I’ll be the first to admit that I was skeptical of meal kits — you know, those cooking-for-dummies-style food bundles sent to your doorstep. Visually framing the cooking process with single-serving mise-en-place ingredients while touting sustainability seemed, to me, the epitome of greenwashing. But according to a new study, meal kits can let you successfully cook up a deliciously climate-conscious meal.
The first-of-its-kind study released Monday by University of Michigan researchers revealed that after accounting for every step in the process — from the farm to the landfill — home-delivered meal kits are more environmentally friendly than picking up the same ingredients at your local grocery store. Of course, there are some important caveats: Meal kits tend to have a bad environmental rap due to their monumental amount of packaging. But from a carbon emissions perspective, it turns out food waste is an even bigger sin.
“Even though it may seem like that pile of cardboard generated from a Blue Apron or Hello Fresh subscription is incredibly bad for the environment, that extra chicken breast bought from the grocery store that gets freezer-burned and finally gets thrown out is much worse,” said Shellie Miller, senior author of the study, in a press release.
Meal kits have been booming ever since the major players — Blue Apron, HelloFresh, and Plated — entered the market in 2012. Dozens of other meal kit companies have cropped up around the country catering to every kind of dietary preference, from vegan to paleo, single serve to family style. Meal kit sales reached $3.1 billion nationwide in 2018 after an annual growth rate of nearly 22 percent, but until now, very little was known about their overall environmental footprint.

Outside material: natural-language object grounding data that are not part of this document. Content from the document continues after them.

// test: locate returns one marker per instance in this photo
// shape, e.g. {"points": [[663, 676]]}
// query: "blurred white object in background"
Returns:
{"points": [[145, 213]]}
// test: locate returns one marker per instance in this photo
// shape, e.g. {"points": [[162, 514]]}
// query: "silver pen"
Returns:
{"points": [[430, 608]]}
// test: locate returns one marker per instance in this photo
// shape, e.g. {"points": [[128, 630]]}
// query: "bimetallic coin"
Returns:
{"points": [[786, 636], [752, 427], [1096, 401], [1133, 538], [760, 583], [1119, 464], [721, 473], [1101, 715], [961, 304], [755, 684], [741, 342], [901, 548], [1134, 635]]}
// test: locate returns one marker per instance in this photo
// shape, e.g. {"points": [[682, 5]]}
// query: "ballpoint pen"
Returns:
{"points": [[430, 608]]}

According to the study, the average carbon footprint for a meal Blue Apron came to the equivalent of 6.1 kg CO2, about 33 percent lower than the 8.1 kg CO2 footprint for the store-bought version. (Though this shouldn’t be a shocker: Meal kits that either contained red meat or were otherwise associated with large amounts of wasted food were found to have the largest environmental impact.)
“I hadn’t quite realized the amount of environmental impact contributed through the supermarket retail process,” Brent Heard, Ph.D. student and lead study author, told Earther. “That includes foods that become food loss from overstocking or stores culling blemished produce, but also operation of supermarkets.”
Now before you throw out that giant pot of vegetarian chili you made from scratch and look up a meal kit code, keep in mind the study only compared meal kit footprints with grocery store equivalents. Figuring the greenest way to get your grub on is beyond the scope of this particular research paper. But despite their egregious wrapping, it seems that meal kits are doing a better job environment-wise than haters like me initially thought.
So yes — I stand corrected, meal kit companies. Now let’s tackle that wasteful packaging issue, shall we?